Chauvet stared, nothing on her face to betray how her heart crumbled. This is how it always went--she tried to share something about her life as Katie Catigern, something to jog Gwen’s memory, and then the ghost would flicker and shatter or disappear. Whatever happened, Gwen didn’t want to remember any of it, any of them. It made her fingertips numb.

“Fine,” Chauvet whispered, clasping her hands so she would have something to hold. “******** it. Tell me what I need to do.”

Genevieve pursed her lips and tilted her head, waiting for a moment for any sort of attitude, but in the absence of a proper apology she continued on her path all the same. “Well. It sounds like this…other Genevieve has you all worked up because she went missing, so she’s been forgotten.” The ghost rubbed her nose while she thought. “What if...that’s the missing element. You should have made an exhibit for me!”

Chauvet glanced sidelong at the ghost, who clapped in delight. “So...you want me to go bring something of yours to the gallery? As like...a keepsake?”

“Oh, Cauldrons no!” Genevieve’s hands flew over her chest. “There’s hardly any time for that--you have guests at the door! Whatever you need to do to air all that grief will have to be on your own time--in the meanwhile we’ll just have to make do.” She walked over to a half-open wardrobe and peeked in, humming all the while. “Come here--no one’s going to know that you didn’t figure it out in time if you just...dress up a little, play pretend. It will all be just fine.”

Something unpleasant curdled in Chauvet’s stomach, but she stood all the same, looking at the open place in the wardrobe where half of an opal furred sleeve picked out. “Wouldn’t it be easier to just...tell people what happened? Like, it’s not a big deal. No one really cares about the...gallery, or whatever, they’re probably just here for free food and drama.”

“No, no no, absolutely not,” Genevieve turned, fussing around Chauvet’s skirts without actually touching them. “This is your shot--your one shot--to make an impression with all of these people, the ones that you summoned here on the occasion of your squirehood. Do you want to be a disappointment?” Genevieve batted her lashes, imagining how she might have looked in the mirror if she had a reflection. “Do you want them to know that you’re just the second string to some idiot page that died her first week? Do you know how bad that looks?”

”Shut the ******** up about Gwen!” Chauvet swung her hand back, pausing only when Genevieve flinched.

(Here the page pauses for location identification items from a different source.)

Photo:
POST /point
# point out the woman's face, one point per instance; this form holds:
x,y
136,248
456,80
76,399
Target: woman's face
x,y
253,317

“Wait, stop--no no no, you can’t! Any sort of violence and the power of the Cosmos will reject you from the gallery!!” Small and shaking, Genevieve held her hands up until Chauvet lowered hers, then skittered back to the chaise to pretend to sit. “...There, now there’s no--no need to be so brutish. What I mean to say is that you’re right--nobody cares about what happens, so long as it goes according to plan. No one’s going to care if it’s sincere. Just put on the coat, put on a show, and then...this will all be over, and we can do some little memorial later, when it counts. But all of those people outside, they would be very disappointed if we didn’t at least pretend to play along. After all, it’s the party Gwen should have had. The one she deserves. Shouldn’t we at least give her that?”

Grappling with her expression, Chauvet stared at the floor. Genevieve or otherwise, she was right. It should have been Gwen getting ready for this gala, not her. At the end of the day, she was only here because something horrible had happened. Chauvet was an imposter. A total Chau-fake.

When she looked up, she saw her own mask on the desk, rough-clad gold on her eyes to cover anything she might be feeling. She took it, and then reached for the cloak in the wardrobe. It wasn’t her job to be sincere. She just needed to keep up appearances, and then she could go home and remember Gwen the way she was, before all this magic nonsense mucked everything up.

Just before she opened the door to descend down the stairs to the gallery, Chauvet reached up to her face and put on the mask.